Question:
Let $(r,\theta)$ denote plane polar coordinates. Show that there are countably infinitely many $k \in \Bbb R$ for which
$$\nabla^2 u=0 \qquad 1≤r≤2 \\ ku + \frac{\partial u}{\partial r}=0 \qquad r=1,2$$
has a non-trivial solution of the form $u(r,\theta) = f(r)g(\theta)$.
Attempt:
Writing out the Laplacian in plane polars and plugging in $u(r,\theta) = f(r)g(\theta)$, we get
$$\nabla^2 u = \frac{\partial^2 u}{\partial r^2} + \frac 1r \frac{\partial u}{\partial r}+ \frac{1}{r^2} \frac{\partial u^2}{\partial \theta^2} = g\frac{d^2f}{dr^2} + \frac gr \frac{df}{dr} + \frac{f}{r^2}\frac{d^2g}{d\theta^2}$$
Thus
\begin{align} \nabla^2 u = 0 & \implies g\frac{d^2f}{dr^2} + \frac gr \frac{df}{dr} + \frac{f}{r^2}\frac{d^2g}{d\theta^2} = 0 \\ & \implies \frac{r^2}{f}\frac{d^2f}{dr^2} + \frac rf \frac{df}{dr} = - \frac 1g \frac{d^2g}{d\theta^2} = \text{constant} : = \lambda \end{align}
First assuming that $\lambda \neq 0$, I solved the $r$-equation:
$$\frac{r^2}{f}\frac{d^2f}{dr^2} + \frac rf \frac{df}{dr} = \lambda \implies r^2\frac{d^2f}{dr^2} + r\frac{df}{dr}-\lambda f = 0 \implies f(r) = Ar^{\sqrt \lambda} + Br^{-\sqrt \lambda}$$
The boundary condition given is
$$ku + \frac{\partial u}{\partial r} = 0 \implies kfg + g\frac{df}{dr}=0 \implies g(\theta) \big(k f(r) + f'(r)\big)=0 \qquad r=1,2 \; \; , \; \; \theta \in \Bbb R$$
$g(\theta) \equiv 0$ gives only non-trivial solutions, thus we must have $kf(1)+f'(1) = kf(2)f'(2)=0$. That is:
\begin{align*} & k f(1)+f'(1)=0 \implies k (A+B) + \sqrt\lambda(A-B)=0 \\ & k f(2)+f'(2)=0 \implies k \big(A2^{\sqrt\lambda} + B2^{-\sqrt{\lambda}} \big) + \frac {\sqrt\lambda}{2} \big(A2^{\sqrt\lambda} - B2^{-\sqrt{\lambda}} \big)=0 \end{align*}
In matrix form, this is
$$\begin{pmatrix} k + \sqrt \lambda & k - \sqrt \lambda \\ \Big(k + \frac {\sqrt\lambda}{2}\Big) 2^{\sqrt \lambda} & \Big(k - \frac {\sqrt\lambda}{2}\Big) 2^{-\sqrt \lambda} \end{pmatrix} \begin{pmatrix} A \\ B \end{pmatrix} = \begin{pmatrix} 0 \\ 0 \end{pmatrix}$$
and we get a non-trivial solution iff the determinant of the matrix is zero.

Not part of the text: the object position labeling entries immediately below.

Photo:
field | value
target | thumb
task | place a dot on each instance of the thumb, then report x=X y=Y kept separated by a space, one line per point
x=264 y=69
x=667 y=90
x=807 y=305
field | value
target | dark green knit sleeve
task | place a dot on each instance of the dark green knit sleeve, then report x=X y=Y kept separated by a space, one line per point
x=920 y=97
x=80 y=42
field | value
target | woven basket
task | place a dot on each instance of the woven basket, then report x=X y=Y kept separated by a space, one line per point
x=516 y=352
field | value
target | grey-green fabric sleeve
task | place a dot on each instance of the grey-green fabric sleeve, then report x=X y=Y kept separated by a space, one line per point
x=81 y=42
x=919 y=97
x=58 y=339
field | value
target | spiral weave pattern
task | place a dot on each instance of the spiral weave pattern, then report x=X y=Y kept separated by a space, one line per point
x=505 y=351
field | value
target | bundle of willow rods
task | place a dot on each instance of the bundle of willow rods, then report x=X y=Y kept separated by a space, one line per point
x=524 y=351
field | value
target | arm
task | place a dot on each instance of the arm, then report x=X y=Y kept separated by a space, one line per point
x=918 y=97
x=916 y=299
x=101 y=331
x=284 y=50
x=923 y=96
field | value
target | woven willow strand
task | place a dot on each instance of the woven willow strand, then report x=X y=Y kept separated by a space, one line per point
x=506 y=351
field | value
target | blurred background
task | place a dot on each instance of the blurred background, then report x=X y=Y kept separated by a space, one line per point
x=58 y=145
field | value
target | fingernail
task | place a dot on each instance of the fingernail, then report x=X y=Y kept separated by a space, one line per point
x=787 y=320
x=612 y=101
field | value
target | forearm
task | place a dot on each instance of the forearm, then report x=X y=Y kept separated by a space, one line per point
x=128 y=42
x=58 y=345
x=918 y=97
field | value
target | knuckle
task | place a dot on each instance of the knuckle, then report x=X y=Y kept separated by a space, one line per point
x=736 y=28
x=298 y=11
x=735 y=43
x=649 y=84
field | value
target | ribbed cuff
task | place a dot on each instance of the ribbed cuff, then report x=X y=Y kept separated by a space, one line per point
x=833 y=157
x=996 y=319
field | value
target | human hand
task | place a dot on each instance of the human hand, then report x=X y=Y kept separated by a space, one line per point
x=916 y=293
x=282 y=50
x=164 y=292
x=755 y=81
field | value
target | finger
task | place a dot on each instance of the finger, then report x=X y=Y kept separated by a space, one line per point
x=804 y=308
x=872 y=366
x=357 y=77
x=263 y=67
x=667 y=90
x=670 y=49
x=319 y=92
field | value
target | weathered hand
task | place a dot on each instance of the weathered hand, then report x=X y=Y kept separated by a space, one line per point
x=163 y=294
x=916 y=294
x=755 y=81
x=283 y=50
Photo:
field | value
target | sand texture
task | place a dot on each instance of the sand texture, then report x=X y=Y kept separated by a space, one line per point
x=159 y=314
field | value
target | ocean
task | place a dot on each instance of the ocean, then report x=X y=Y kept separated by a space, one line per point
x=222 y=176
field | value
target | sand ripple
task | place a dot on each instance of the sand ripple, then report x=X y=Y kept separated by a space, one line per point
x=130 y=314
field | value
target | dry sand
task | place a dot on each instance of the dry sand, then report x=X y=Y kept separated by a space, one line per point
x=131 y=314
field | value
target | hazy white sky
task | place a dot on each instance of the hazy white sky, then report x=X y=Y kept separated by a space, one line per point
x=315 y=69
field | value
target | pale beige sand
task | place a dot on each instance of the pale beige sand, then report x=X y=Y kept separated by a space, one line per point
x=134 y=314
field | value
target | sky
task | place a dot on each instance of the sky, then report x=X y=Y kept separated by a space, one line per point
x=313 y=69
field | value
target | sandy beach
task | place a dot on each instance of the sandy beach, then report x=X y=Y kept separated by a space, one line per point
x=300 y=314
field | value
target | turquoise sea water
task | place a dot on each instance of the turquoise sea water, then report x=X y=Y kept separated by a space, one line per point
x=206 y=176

However, it seems to me that for every $k \in \Bbb R$ there is a corresponding $\lambda$ that gives a non-trivial solution. Have I done something wrong? Or am I misunderstanding something? Any help would be much appreciated.
From the periodicity condition, we get a general solution
$$ u_n(r,\theta) = f(r)g(\theta) = (Ar^n + Br^{-n})(C\cos n\theta + D\sin n \theta) $$
where $n=1,2,3,\dots$
Since the boundary conditions are radially symmetric, it follows that $ kf(r) +f'(r) =0 $ on $r=1,2$. Plugging this in
\begin{align} k(A+B) + n(A-B) = 0 \\ k(A2^n + B2^{-n}) +n(A2^{n-1} -B2^{-n-1})=0 \end{align}
Converting into a matrix equation
$$ \begin{pmatrix} k+n & k-n \\ 2^nk + 2^{n-1}n & 2^{-n}k - 2^{-n-1}n \end{pmatrix}\begin{pmatrix} A \\ B \end{pmatrix} = 0 $$
There's a non-trivial solution for $(A, B)$ if the determinant of the coefficient matrix is zero
$$ (k+n)(2k-n) - 2^{2n}(k-n)(2k+n) = 0 $$
In quadratic form this is
$$ 2(2^{2n}-1)k^2 - n(2^{2n}+1)k - (2^{2n}-1)n^2 = 0 $$
where $\Delta = b^2-4ac = n^2(2^{2n}+1)^2 + 8n^2(2^{2n}-1)^2 > 0$
So there exists two values of $k$ for each corresponding positive integer $n$, thus "countably infinite"